Wenner-Gren Foundation’s Dissertation Fieldwork Grants

The Dissertation Fieldwork Grant program supports graduate students pursuing their doctoral degrees in Anthropology or a related field. There is no preference for methodology, research location, or subfield. Applicants who employ a comparative perspective, are generating innovative approaches or ideas, or integrate two or more subfields in their research are especially encouraged to apply.

  • Supports dissertation research
  • Funding: up to $25,000
  • Applications are frequently due in May and November

Fulbright Study/Research Grant 

The Fulbright U.S. Student Program offers research, study and teaching opportunities in over 140 countries to recent graduates and graduate students. The Fulbright program is funded by the U.S. Department of State and administered by the IIE (Institute of International Education). The program’s goals include the “promotion of international good will through the exchange of students in the fields of education, culture, and science.” Research/study applicants propose an independent project and secure an affiliation with an institution in the host country. Students from any field of study (including creative and performing arts) are encouraged to apply. These fellowships are available in around 140 countries. Programs vary depending on the country.

The SU Center for Fellowship and Scholarship Advising (CFSA) helps students pursue this program: Register with CFSA.  

NIH Ruth L. Kirschstein Predoctoral Individual National Research Service Award (F31)

To provide predoctoral individuals with supervised research training in specified health and health-related areas leading toward the research doctoral degree (e.g., PhD).

NIH Individual Predoctoral to Postdoctoral Fellow Transition Award (F99/K00)

To support outstanding graduate students who have demonstrated potential and interest in pursuing careers as independent researchers in the transition from predoctoral studies to successful research postdoctoral appointments. 

NSF Doctoral Dissertation Research Improvement Grants (DDRIG) 

The NSF awards grants to doctoral students to improve the quality of dissertation research. These grants allow doctoral students to undertake significant data-gathering projects and to conduct field research in settings away from their campus which would not otherwise be possible. Proposals are judged on the basis of their scientific merit, including the theoretical importance of the research question and the appropriateness of the proposed data and methodology to be used in addressing the question.

See the DDRIG Application Toolkit  for a full set of proposal development and submission resources. 

NSF Graduate Research Fellowship Program (GRFP) 
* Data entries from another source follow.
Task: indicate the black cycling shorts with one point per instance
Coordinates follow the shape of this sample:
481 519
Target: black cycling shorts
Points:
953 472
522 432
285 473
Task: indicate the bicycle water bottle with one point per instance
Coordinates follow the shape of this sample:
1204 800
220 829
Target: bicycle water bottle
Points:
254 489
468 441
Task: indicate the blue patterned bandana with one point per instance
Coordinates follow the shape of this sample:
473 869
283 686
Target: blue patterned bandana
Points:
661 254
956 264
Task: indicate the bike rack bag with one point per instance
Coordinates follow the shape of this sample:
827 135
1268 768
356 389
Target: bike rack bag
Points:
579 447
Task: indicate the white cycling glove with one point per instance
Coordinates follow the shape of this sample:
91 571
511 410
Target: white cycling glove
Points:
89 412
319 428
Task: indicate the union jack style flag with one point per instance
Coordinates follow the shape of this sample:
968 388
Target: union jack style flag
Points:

The NSF GRFP recognizes and supports outstanding graduate students in NSF-supported STEM disciplines who are pursuing research-based master's and doctoral degrees at accredited U.S. institutions. The five-year fellowship includes three years of financial support including an annual stipend and a cost of education allowance to the institution.

The SU Center for Fellowship and Scholarship Advising (CFSA) helps students pursue this program: Register with CFSA.